Focusing on the future of AUGIS
A fair amount has happened since my last missive. Most of the important things relate to politics, policy and service provision – important stuff that affects us all and, more importantly, our patients.
AUGIS Council met recently and considered the future of AUGIS; should it contract to become an association for upper GI cancer and metabolic surgeons, or continue trying to represent the entirety of upper GI surgery. The conclusion was overwhelmingly in favour of the later and I believe this is the right decision.
If you are a surgeon with in an upper GI interest in a hospital which does not resect UGI cancers or perform obesity surgery, what is your affiliation to AUGIS? My answer to this question is that our focus needs to be on our patients and the clinical problems they present with.
Numerically, the number of patients with gall bladder pathology far outnumber those with cancer. A poorly executed laparoscopic cholecystectomy can result in as much misery as a badly done gastrectomy. Gastro-oesophageal reflux disease (GORD) is a very common problem but not every patient gets symptom relief from medication; the surgical treatment of GORD is complicated and the outcomes highly dependent upon patient selection and the technical skills of the surgeon.
Only an organisation that has these common clinical conditions in its sights can influence the provision of services and the quality of care for patients. AUGIS produces guidance for its members, patients and provider organisations on the full range of UGI conditions and is frequently invited to give expert advice to policy makers.

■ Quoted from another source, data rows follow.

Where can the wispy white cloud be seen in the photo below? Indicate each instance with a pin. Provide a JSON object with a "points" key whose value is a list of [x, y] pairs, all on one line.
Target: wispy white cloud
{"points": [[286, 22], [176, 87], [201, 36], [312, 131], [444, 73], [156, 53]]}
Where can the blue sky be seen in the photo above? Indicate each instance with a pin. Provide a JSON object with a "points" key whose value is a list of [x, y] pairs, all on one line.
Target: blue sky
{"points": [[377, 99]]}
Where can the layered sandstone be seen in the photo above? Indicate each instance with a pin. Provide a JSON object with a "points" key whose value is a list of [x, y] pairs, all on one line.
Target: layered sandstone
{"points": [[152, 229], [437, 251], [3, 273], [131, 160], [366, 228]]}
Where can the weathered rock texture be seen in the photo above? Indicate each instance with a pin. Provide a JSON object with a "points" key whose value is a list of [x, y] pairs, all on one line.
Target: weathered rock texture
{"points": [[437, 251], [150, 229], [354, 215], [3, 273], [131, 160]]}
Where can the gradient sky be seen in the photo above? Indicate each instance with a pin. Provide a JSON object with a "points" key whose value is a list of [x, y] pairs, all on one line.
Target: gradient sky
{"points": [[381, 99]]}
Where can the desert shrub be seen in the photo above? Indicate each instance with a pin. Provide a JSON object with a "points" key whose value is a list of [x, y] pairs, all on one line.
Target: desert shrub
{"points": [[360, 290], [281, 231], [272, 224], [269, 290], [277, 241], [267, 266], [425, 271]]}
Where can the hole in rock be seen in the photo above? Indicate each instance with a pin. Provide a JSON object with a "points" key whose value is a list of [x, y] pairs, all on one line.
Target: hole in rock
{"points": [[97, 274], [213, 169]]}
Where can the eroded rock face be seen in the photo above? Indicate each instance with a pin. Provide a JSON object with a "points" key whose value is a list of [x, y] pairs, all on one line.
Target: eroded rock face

This leads me nicely on to the recent discussions AUGIS has been involved in looking afresh at the General Surgical training curriculum. It currently pushes trainee surgeons into declaring a sub-specialty interest relatively early on (OG, HPB, Metabolic, Colorectal etc) and does little to encourage General GI surgery as a specialty. The reality is that the health service needs many more general GI surgeons each year than it does super-specialists.
Many trainees are consequently finding that the consultant jobs available do not match their aspirations. The majority of new Consultant posts currently being advertised are in Emergency General Surgery +/- a special interest. The drive to improve outcomes for cancer patients has been very successful and AUGIS is rightly proud of the part it has played in this.
We now need to focus on the huge number of patients with non-cancer UGI pathology who are struggling to get timely, safe treatment. Some argue that what is left of “general surgery” should separate even more and that each hospital should have a different upper GI and colorectal team on call. I will admit that I used to think this was the way forward but have changed my mind. This model may work in large teaching hospitals serving populations of 1-2 million but is not possible in most UK hospitals serving smaller populations and the unintended consequences can be negative (ie on call frequency).
In addition, there is a strong argument that GI surgeons dealing with undifferentiated abdominal GI emergencies should be able to confidently deal with all the common pathologies they might encounter. The balance between being a specialist and a generalist is difficult. As a patient, I would not wish to have a “laparotomy and proceed” done by a specialist who can only safely deal with half the pathology they might encounter. Likewise, I would not want an under-trained generalist to “have a go” at something they have little or no experience of, in the day or night. Somehow, we have to ensure that the training to be a general GI surgeon is broad enough and has the depth to produce the next generation of confident, experienced and safe consultants.
Trainee surveys repeatedly report that many newly qualified surgeons do not feel ready for independent practice so something is not right. AUGIS and The Association of Coloproctologists (ACPGBI) represent the majority of general surgeons working in the UK. Our joint document on the provision of Emergency General Surgery services published in 2015 has been widely read and referenced and is a good example of the influence we can have.
The Association of Surgeons (ASGBI) under its new President, Rowan Parks, has recognised the importance of good collaborative working between AUGIS and ACPGBI and is working with all parties to facilitate this. As AUGIS President, I have entered these discussions with an open mind and hope we can find enough common ground for the re-establishment of specialist general GI surgery as a well regarded, rewarding and viable career for a new generation of trainees. Ironically, AUGIS proposed this more than 10 yrs ago.
Enough politics! There have been some excellent AUGIS meetings since the last newsletter which many members attended. The IFSO meeting in London in late summer promises to be well attended and has a fantastic programme. AUGIS meets in Cork in September and I know that many of you will wish to attend and enjoy warm Irish hospitality. Planning ahead to Edinburgh in 2018, we are looking to move the meeting to Wednesday and Thursday with two full days so we can put more into the programme. There will then be a training day on the Friday. This is all in the planning stage but do watch out for announcements.
AUGIS has now moved to its new offices in the Nuffield building along with most of the other specialty associations so that the RCS re-development can start. All contact details for the team will currently remain the same and you will be notified of any changes.
I wish you a warm summer and hope you are able to enjoy a holiday.